There are 2 approaches of the surgery: open surgery and laparoscopic surgery:
1.Open surgery is performed in the abdomen or the back abdomen. First step is separating the kidney artery, kidney vain and proximal ureter, at the same time, separating the kidney from the surrounding tissues. Afterwards, the doctor will remove the whole kidney and preserve it in organ preservation solution. After the kidney is completely removed and the bleeding is stopped, the doctor will stitch the incision.
2.A laparoscopic surgery offers smaller incisions, equally successful outcomes, less pain, shorter recovery time and less days staying in hospital. First, the doctor will infuse carbon dioxide in the abdomen or the back abdomen, and then make 3 small incisions. Through these incisions, the doctor can insert the instruments and a camera in the donor’s body to perform the surgery. In the end, the kidney will be removed from the incision of the lower quadrant of the abdomen. There will be $80,000-$100,000 NTD at the donor’s own expense.
Nursing care plans
The risks and complications of living donors
1.The remaining kidney of a healthy donor, who received a full evaluation before the surgery, performs its normal function. According to long term follow-up studies, the life expectancy or the incidence of chronic kidney diseases (uremia) of the donors is the same with people who have not had the surgeries.
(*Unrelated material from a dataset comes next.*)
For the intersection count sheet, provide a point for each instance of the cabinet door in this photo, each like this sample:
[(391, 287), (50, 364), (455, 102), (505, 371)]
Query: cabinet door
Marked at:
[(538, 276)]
2.There are 2 approaches of the surgery: open surgery and laparoscopic surgery, taking 4-6 hours each. The donor needs to stay in the hospital for 5-7 days. The wounds will be different depending on the type of the surgery. According to the statistics, the death rate of living kidney transplant is lower than 1/1,000.
3.The incidence of complications is 8%-16%, including infection (2.4%), pneumothorax (1.5%), major bleeding and in need of bleeding control (<1%), pulmonary embolism (1%) and ureter stricture and urinary incontinence (2-10%). In the long-term change of 10 years after the surgery, the glomerulus filtration of the remaining kidney shows no significant difference, but around 30% of the donor may minor proteinuria or high blood pressure
Revisits/follow-ups
After discharged from hospital, you need to visit your doctor to follow up your condition once a week in the beginning. After stabilizing, you may visit the doctor once every 2 weeks or a month. During the visits, you will need to take blood and urine tests to measure the kidney function.